I was just complaining that the scene was taking a long time to grind itself out, as often happens when I want something specific to happen. Action sequences are hard because you have to kind of choreograph them, and the rough blocking that works effortlessly for a conversation can be really stressful for action because honestly– I saw a post about this a while ago, actually, and was like that is spot-on but didn’t reblog it I don’t think– the hardest thing about writing, the very hardest thing about writing, is the down-to-earth details of simple physical blocking. How do you get someone up and out the door, with breakfast, to the important meeting? How do you make sure the important things happen in the battle scene? You’ve got all this mundane physical-object shit to keep track of (did i say which hand her sword is in? how do you hold a sword really? how do i describe that so it sounds like i know what i’m talking about? how do I make sure the guy who she needs to see get killed is within eyeshot?) Because you’ve got to do all this mundane-detail-wrangling while also making sure your scene is conveying the larger arcs and themes you need it to– is she growing as a character from this? which direction? am I making the point that war is hell or that war is futile or that war is noble, or am I being as dispassionate as possible? which highlighted detail does that better? cut the others.

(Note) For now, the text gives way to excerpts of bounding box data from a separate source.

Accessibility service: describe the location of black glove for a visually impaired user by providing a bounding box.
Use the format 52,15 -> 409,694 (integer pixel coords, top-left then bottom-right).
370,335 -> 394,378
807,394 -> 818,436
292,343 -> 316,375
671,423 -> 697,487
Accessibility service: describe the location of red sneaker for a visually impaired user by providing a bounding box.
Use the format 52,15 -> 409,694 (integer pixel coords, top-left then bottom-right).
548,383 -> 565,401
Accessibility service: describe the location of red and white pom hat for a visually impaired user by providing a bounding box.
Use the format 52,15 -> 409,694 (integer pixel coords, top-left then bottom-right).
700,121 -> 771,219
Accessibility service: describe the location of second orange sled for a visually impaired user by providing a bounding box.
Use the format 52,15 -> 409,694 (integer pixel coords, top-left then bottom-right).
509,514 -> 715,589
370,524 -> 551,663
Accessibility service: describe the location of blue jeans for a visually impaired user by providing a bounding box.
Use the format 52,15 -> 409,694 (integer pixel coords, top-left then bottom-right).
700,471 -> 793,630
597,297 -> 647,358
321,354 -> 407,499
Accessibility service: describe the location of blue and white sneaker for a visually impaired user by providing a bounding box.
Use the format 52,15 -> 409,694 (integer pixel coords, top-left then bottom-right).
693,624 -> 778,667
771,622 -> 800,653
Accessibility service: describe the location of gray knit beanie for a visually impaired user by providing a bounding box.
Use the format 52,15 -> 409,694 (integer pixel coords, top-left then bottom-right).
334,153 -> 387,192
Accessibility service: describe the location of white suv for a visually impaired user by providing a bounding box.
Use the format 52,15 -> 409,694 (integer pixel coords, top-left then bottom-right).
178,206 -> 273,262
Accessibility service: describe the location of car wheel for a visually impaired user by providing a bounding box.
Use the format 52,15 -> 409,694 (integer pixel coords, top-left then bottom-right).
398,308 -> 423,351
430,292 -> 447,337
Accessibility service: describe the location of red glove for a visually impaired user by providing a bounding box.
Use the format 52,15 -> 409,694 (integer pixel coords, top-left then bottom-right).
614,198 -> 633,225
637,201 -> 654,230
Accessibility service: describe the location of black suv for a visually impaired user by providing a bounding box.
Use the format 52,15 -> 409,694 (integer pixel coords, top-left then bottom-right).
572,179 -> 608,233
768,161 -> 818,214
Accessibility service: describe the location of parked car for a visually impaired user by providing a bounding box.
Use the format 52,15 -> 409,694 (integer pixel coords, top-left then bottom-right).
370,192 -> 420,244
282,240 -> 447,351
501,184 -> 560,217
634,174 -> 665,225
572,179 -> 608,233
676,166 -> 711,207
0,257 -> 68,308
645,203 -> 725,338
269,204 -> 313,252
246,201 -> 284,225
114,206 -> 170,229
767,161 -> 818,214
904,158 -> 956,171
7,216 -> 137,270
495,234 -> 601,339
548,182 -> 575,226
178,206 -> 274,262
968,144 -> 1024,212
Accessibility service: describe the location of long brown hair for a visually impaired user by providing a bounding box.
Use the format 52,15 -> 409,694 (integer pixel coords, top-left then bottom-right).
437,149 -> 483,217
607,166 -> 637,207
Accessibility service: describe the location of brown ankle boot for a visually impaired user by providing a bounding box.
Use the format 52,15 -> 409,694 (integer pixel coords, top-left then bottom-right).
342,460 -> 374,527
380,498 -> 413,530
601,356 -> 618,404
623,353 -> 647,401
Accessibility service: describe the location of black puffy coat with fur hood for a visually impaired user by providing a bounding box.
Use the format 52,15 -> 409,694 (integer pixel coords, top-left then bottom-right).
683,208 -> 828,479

It all gets easier with practice but it doesn’t necessarily get faster.
And, for me, as an apparently undiagnosable sufferer of ADHD (i spent a good chunk of time trying to get medical help for this and got nowhere), I have to keep in mind the semi-functional formulae I’ve discovered for myself over the years, where I have to push against some resistance from my not-entirely-functional brain, but I also have to listen to it. I can’t trust it entirely, but most of the time its instincts are correct about something, and I have to figure out what. I’ve spent thirty years, on and off, trying to write to outlines, trying to teach myself to do what other people do, and that doesn’t work; I feel like in these last couple I’ve finally managed to discover how I most effectively can produce the long works of fiction that have been living in my heart this whole time, but it’s still not an exact science, and I don’t always know why. My brain doesn’t mean to fight me, and mostly it does what I want very, very well– but sometimes it sends me haring off down a 250,000-word path that it can’t come up with an ending to, and nobody likes that.
Anyway I started my first novel, very deliberately, in pencil on paper, at age 10, and I never finished that one but I have finished some since then. And I might finish this one. And that’d be great. Maybe I’m getting the hang of this.